九条ホールディングスとの共同開発という大規模案件に社内の誰もが浮足立ち、ちょっとした確認にも上司や関係部署からの問い合わせが相次ぐ。
慣れない注目を集めながらも、瑠衣は依頼を一つひとつさばき、粘り強く作業を進めていった。

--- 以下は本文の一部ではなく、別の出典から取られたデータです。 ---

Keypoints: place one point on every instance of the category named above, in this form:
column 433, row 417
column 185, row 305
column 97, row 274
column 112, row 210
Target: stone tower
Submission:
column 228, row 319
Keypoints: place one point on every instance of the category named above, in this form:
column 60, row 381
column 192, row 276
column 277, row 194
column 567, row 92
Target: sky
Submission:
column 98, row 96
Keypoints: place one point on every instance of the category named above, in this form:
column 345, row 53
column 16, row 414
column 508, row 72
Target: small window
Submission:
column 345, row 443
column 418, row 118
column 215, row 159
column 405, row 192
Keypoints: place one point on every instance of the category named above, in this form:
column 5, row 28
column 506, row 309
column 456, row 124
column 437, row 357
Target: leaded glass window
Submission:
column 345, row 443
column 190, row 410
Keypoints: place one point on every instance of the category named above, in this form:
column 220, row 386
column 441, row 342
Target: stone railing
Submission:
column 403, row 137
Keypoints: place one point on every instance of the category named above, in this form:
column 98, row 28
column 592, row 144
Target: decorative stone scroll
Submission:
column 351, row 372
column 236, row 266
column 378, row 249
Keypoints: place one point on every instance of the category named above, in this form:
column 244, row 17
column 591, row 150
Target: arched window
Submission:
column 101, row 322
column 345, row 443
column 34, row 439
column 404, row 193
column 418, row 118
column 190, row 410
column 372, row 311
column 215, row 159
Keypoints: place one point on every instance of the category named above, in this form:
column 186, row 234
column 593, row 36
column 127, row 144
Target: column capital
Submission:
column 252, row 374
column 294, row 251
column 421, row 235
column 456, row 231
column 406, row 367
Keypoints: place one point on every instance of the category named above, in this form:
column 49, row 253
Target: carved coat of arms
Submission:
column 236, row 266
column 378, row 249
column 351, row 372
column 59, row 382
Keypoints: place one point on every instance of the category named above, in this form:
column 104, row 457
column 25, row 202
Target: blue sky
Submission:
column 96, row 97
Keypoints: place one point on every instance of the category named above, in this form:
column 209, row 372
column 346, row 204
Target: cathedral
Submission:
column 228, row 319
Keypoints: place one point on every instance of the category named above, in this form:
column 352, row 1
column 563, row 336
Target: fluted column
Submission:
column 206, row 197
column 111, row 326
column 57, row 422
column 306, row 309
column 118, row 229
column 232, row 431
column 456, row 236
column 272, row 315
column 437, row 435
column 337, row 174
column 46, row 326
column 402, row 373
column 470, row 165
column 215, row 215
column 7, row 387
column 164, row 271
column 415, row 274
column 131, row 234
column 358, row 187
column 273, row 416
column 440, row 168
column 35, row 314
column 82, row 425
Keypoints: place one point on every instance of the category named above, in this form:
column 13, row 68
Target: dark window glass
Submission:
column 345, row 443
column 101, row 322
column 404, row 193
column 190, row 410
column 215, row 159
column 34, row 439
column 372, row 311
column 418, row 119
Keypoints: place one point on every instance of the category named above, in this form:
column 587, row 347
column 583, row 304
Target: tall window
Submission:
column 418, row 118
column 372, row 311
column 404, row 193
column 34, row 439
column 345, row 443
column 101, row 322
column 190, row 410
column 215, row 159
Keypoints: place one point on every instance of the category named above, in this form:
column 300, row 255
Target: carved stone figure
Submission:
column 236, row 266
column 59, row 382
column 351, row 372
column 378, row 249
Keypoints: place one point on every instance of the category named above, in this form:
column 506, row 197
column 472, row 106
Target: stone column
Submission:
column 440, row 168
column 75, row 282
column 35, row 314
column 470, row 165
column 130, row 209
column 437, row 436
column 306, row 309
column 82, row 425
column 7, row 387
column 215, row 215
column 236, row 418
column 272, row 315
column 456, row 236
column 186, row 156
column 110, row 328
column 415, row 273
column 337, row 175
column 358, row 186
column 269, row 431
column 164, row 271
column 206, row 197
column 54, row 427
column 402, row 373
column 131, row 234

「東雲さん、九条側の資料確認、今日中に終わりますか?」
「はい。最終チェックまでしてから送ります」
「助かる。社長が視察入れるらしくて、外せないんだ」
部長が去ったあと、モニターに映るスケジュール表を見つめながら、ふと息を吐く。
抜け道も休憩もないほど張り詰めた日々。
けれど、不思議と心は折れなかった。
理由はわかっている。
昨日の夜、九条悠真から届いた短いメッセージ。
――「明日は無理せず。あなたが倒れたら困るから。」
それだけの言葉なのに、あたたかく支えられているような気がした。
ふとスマホが震え、画面に彼の名前が浮かぶ。
「もしもし、九条です。今、少し話せますか?」
「はい、大丈夫です」
「今日午後から、サンプルデザインの確認に伺う予定でしたが、少し予定を早めたいと思いまして」
「――今日の午前中にですか?」
「ええ。そちらの都合が悪ければ時間をずらします」
「いえ、支障ありません。お待ちしています」
「ありがとうございます、東雲さん」
通話の最後、低く優しい声で名前を呼ばれた瞬間、心臓が跳ねた。
たった四文字の自分の名前が、こんなに穏やかに響いたのは初めてだった。
受話器を置いたあとも、耳の奥に彼の声が残っていた。
「……何やってるの、私」頬を軽く叩いて我に返る。
けれど指先がわずかに震えているのを、自分でも止められなかった。
昼少し前。フロアにざわめきが走った。
「九条ホールディングスの方がいらっしゃいました!」
その声に社員が一斉に立ち上がり、空気がぴしりと変わる。
ドアを開けた瞬間、整ったスーツ姿の九条が現れた。
淡い笑みを浮かべたその姿に、場の空気が一瞬で静まる。
「お忙しいところお邪魔します」
「九条様、本日はよろしくお願いいたします!」と部長が先に駆け寄る。
「こちらこそ。皆さまのご協力に感謝しています」
目が合った瞬間、九条はわずかに視線を柔らげた。
それだけで、胸の奥がくすぐられるような感覚になる。
午後の会議は順調に進み、サンプルデザインについての意見交換が続いた。
提案書をめくりながら、瑠衣が自分の案を説明すると、九条は静かに頷き、質問を重ねてくる。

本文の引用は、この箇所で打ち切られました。